As these authors point out, concentrated animal feeding operations, or CAFOs, not only treat animals inhumanely but are also destructive to the environment. As Cummins notes, these factory operations result in 1.5 billion annual tons of waste. They are also a major contributor to global warming. Even so, the ten big environmental groups have shied away from dealing with animal agriculture, as we see in a recent Netflix expose, Cowspiracy.
If animals are threatened by humans, we humans are threatened by robots. Is what is slouching toward Bethlehem a post-human world? And is it slouching or rapidly advancing, fully cognizant of what it’s doing—and aiming for? How serious should we take AI and robotics? In “Will Robots Displace Human Workers,” Cummins looks closely at this issue.
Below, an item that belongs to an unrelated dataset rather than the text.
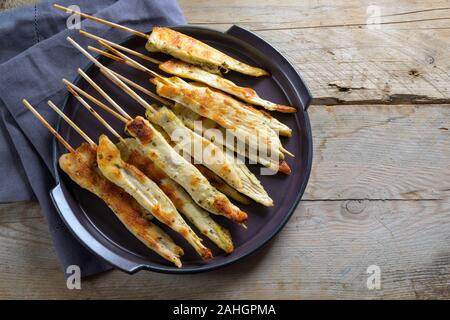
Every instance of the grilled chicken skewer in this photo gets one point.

He quotes Stephen Hawking: “‘The development of full artificial intelligence could spell the end of the human race.’” For Cummins, “The most extreme threat identified by a number of alarmed and famous scientists is human domination by a ‘race’ of intelligent and self-replicating computerized devices, robotic and otherwise.” But this apocalyptic view isn’t the only way of looking at the problem. “A less existential possibility would have humans becoming superfluous for many occupations, and not just the production of Volkswagens and the like. On the list would be medicine, law, finance, and other fields that provide high salaries.” For the pessimist, “robotics and AI will make the great majority of human workers obsolete and irrelevant.” For the optimist, robotics will mean “new careers, new opportunities, and new occupational satisfactions.”
Cummins’ chapter is sobering. The domination view might remind one of HAL—or IBM (with each letter moved backwards one notch)—in 2001: A Space Odyssey. Are we humans about to be subjected to the workings of a complex computer—an AI takeover? At one time this was science fiction, but it seems much less the product of the imagination today if we consider machine learning. How autonomous might robots eventually be? If the grim Hawking view isn’t something that will ever materialize, then what about the possible loss of many, if not most, career opportunities and jobs?
Seeking Authenticity deals with a broad range of topics of social and cultural importance: humanoids, meaningless work, guns in our culture—and the purpose of college. This book digs deeply into its subjects. Each chapter, whether essay or review, is thought-provoking and engrossing.